HEADLINE: A far-gone conclusion It's a nightmare: Far Side's Gary Larson retires

BYLINE: BRYAN WOOLLEY; DALLAS MORNING NEWS

DATELINE: DALLAS

BODY:

For years I suffered a recurring nightmare: I'm sitting in a college classroom, about to take a final exam in organic chemistry. Suddenly I realize: I haven't attended a single lecture in this course! I've never opened the textbook! I know nothing about the subject of this exam! And it's too late to drop the course!

Then I wake up in a sweat.

So one morning I see a cartoon in my newspaper: a classroom full of academic-looking people - professors, apparently - each holding a duck in his lap.

Another professor, standing before them on a stage, is holding a duck under his arm. But in the midst of the crowd of duck-holders is a man with large, panic-filled eyes.

The caption reads: "Suddenly, Professor Liebowitz realizes he has come to the seminar without his duck."

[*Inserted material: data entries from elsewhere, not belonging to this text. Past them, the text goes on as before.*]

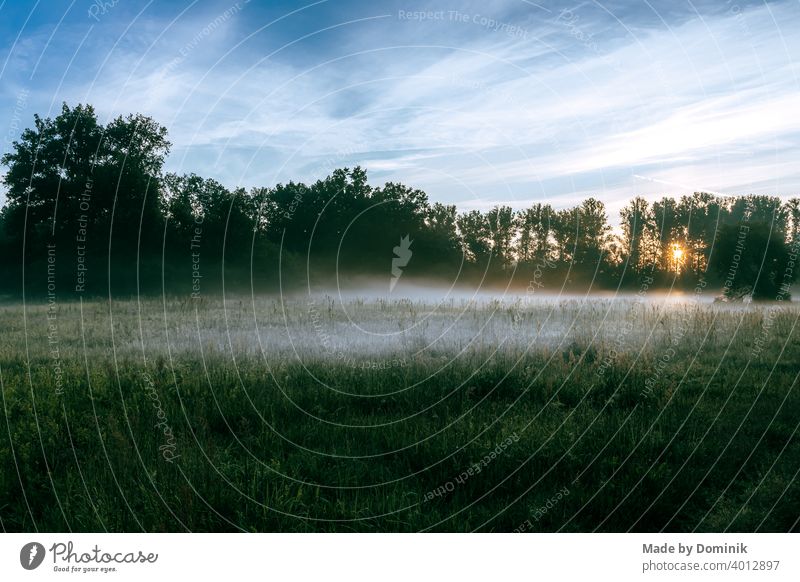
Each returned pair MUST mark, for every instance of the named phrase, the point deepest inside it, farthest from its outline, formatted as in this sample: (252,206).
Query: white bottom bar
(402,557)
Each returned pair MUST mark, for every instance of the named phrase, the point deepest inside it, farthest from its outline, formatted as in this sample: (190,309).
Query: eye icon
(31,555)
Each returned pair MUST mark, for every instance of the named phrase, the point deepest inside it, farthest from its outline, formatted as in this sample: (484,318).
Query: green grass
(704,439)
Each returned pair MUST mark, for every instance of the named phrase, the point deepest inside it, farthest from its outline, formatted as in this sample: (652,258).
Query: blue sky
(478,103)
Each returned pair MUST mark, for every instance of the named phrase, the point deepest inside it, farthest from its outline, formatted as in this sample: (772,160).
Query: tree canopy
(91,203)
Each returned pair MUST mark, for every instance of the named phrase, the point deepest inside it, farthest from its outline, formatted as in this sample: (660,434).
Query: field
(328,414)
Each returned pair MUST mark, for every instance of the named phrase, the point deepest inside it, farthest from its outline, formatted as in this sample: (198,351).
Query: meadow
(331,413)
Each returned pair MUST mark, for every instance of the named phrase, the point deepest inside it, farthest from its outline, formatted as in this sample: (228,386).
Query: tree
(636,220)
(475,236)
(501,226)
(534,225)
(88,190)
(753,259)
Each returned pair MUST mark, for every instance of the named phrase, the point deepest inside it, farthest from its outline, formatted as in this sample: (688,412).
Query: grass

A cartoon about my nightmare!

I laugh and laugh. Seeing my subconscious deep-night terror taken to such absurdity places the world and my life into a refreshingly bearable new perspective.

Uncomfortable elephant

Does the cartoon cure me of my recurring nightmare? Of course not. I still dream the thing about once a month. But now, when I wake up, I think of ducks.

And there's that other cartoon, captioned, "The elephant's nightmare": An elephant is seated at a grand piano on a stage before a large audience, his eyes bulging with fear. He's thinking: "What am I doing here? I can't play this thing! I'm a flutist, for crying out loud!"

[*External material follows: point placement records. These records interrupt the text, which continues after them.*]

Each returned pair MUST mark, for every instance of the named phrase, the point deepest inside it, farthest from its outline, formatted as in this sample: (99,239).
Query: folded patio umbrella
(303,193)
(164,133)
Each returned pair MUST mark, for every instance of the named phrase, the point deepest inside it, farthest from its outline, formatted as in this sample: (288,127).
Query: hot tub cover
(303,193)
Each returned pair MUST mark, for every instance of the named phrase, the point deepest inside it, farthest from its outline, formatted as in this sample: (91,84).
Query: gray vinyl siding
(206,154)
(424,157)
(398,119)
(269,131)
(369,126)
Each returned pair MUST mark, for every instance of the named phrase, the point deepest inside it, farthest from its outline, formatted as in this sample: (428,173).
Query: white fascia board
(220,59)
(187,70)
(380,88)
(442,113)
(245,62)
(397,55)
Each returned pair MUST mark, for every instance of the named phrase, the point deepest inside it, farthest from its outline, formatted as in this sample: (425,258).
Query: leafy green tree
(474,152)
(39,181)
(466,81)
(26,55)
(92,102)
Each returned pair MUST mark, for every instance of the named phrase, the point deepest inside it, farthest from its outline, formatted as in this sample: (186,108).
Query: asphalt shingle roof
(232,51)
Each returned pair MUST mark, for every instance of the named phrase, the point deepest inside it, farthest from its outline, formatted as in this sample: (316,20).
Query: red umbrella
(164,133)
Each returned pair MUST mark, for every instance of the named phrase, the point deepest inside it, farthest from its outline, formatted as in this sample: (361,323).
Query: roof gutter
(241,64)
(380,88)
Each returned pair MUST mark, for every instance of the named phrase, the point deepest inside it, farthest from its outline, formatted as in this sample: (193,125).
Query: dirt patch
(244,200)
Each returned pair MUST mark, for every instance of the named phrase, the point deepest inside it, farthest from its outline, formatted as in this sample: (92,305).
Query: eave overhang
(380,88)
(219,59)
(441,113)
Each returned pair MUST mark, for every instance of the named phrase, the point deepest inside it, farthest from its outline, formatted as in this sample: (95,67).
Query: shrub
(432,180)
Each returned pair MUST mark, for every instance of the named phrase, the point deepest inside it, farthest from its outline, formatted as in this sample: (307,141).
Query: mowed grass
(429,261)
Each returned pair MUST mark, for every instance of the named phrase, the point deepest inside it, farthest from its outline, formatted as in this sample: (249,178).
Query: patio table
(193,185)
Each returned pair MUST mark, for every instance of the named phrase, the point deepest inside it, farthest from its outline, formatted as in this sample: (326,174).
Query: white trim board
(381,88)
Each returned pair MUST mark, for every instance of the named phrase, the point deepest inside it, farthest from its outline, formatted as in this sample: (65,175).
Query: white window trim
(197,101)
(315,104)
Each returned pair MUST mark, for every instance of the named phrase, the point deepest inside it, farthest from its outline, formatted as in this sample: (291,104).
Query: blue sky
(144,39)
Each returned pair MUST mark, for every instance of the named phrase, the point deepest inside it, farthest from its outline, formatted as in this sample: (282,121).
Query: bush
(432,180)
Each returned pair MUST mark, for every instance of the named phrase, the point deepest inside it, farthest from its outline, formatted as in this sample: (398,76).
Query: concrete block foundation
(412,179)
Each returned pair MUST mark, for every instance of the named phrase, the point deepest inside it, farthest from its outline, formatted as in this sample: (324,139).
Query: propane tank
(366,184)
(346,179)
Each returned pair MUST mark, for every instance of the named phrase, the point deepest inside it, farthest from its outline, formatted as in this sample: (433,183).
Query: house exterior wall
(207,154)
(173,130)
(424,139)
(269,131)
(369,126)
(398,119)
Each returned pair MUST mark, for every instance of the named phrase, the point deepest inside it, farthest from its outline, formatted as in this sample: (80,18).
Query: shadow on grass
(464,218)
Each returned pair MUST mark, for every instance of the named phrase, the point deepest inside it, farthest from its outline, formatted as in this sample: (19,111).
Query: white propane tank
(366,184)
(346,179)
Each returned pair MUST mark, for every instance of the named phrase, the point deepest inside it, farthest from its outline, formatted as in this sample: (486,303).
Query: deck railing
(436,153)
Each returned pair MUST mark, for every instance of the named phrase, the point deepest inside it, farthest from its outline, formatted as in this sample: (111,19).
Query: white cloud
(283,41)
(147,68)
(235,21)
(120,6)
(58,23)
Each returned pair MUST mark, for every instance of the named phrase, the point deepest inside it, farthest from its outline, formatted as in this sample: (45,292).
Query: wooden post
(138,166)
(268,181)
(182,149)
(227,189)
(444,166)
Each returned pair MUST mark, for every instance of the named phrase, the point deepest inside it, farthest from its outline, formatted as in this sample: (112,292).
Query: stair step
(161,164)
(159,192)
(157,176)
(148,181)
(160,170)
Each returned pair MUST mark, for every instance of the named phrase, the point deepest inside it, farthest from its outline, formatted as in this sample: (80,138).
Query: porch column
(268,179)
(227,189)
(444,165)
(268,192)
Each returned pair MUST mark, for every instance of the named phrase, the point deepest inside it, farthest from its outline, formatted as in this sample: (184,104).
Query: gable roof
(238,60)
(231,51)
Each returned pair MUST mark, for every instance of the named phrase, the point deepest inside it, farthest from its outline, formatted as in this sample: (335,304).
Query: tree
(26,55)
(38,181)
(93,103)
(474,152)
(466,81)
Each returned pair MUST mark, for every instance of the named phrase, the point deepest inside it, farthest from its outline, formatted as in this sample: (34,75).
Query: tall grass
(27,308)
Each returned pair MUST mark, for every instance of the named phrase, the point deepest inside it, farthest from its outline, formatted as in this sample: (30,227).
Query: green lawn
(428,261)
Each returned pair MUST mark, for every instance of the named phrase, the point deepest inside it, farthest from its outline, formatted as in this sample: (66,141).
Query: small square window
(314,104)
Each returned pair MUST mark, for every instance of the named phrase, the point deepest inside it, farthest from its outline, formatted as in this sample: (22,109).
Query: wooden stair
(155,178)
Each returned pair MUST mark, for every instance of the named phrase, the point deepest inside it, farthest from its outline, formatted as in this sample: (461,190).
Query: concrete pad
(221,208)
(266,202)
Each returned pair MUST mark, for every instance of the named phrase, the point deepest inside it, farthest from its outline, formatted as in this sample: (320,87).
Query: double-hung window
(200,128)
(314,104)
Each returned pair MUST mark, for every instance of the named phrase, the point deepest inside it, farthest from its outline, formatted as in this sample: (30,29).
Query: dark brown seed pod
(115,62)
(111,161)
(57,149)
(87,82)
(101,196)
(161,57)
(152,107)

I have that dream, too. I'm sitting at a piano on the stage at Ed Landreth Auditorium at Texas Christian University, a contestant in the Van Cliburn International Piano Competition. Jackie Kennedy Onassis is in the audience. And I don't know how to play the piano!

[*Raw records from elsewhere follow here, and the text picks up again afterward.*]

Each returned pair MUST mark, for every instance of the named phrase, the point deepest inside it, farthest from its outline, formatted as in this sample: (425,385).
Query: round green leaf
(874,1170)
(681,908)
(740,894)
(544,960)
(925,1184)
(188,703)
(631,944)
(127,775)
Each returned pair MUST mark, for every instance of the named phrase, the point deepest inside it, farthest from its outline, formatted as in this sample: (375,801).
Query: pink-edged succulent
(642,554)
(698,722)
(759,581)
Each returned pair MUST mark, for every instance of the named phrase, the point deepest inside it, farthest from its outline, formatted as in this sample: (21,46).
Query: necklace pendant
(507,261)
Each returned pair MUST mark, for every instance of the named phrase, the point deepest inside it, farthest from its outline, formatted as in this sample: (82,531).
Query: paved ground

I wake up thinking of elephants.

These are common nightmares. Many people have them. They're about the world we live in.

The world - the North American part of it - is divided into two parts: Those who attach clippings of Family Circus and Love Is and Peanuts to their bulletin boards and refrigerator doors, and those who hang up The Far Side.

The former group lives in the delusion that the world is a warm, fuzzy, safe, sweet-smelling place that makes sense; that people are good; that dogs and children are cute and harmless; that love conquers all; that right will prevail.

The latter group knows better. Our world - the real world - is full of terror and night sweats. Danger lurks just outside our peripheral vision, ready to pounce, and we're unprepared and helpless. It's a world not far from The Far Side, inhabited by scoundrels, bunglers, monsters, nerds, insects and cows, where evil and incompetence (an innocuous-looking form of evil) are determined to do us in.We know that, eventually, they will.

The only sane thing to do in the face of such a world is laugh.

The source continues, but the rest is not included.